Architecture practice Timmins + Whyte has added a double-height gabled extension to a 19th-century house in Melbourne, illuminating its formerly light-starved living spaces.
Originally built in 1876, Lantern House formerly had a dark and poky interior that meant its owners – a young couple with two children and a dog – were longing for a home with an open-plan layout.
A low-ceilinged extension that had been added to the property in the 1980s was also proving redundant.
"Our clients wanted to live, cook, gather, lounge, read and socialise in one sunny, externally connected space," said Timmins + Whyte Architects, which was tasked with expanding the home.
After demolishing the existing extension, the practice created a contemporary double-height addition that's clad entirely in white steel beams.

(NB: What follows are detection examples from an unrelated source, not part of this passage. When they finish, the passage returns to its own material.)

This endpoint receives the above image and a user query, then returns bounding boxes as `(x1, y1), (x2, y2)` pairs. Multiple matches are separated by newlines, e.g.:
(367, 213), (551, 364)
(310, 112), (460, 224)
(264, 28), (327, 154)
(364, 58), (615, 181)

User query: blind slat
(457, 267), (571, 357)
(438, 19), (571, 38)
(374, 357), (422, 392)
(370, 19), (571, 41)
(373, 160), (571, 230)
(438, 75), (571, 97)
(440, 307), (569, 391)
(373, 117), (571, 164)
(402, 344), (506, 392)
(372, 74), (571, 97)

It has a glass-fronted rectilinear base and a gabled upper volume wrapped with expansive windows that cast stripes of light into the interior. They can also be seen glowing from street level as night falls.
"The extension has been designed to play with light, it allows the space to bathe in it and controls it," explained the practice.
The luminous quality of the new extension is what lent the project its name of Lantern House.
It's also meant to be a subtle reference to Japanese tōrō's – traditional lanterns made from stone, wood or metal that would be used to illuminate the pathways of Buddhist temples.
"Our client's husband is Japanese and the garden landscape has stepping stones that create a path from the courtyard to the house, and back out to the rear yard and pool – so it seemed fitting," the practice's co-director, Sally Timmins, told Dezeen.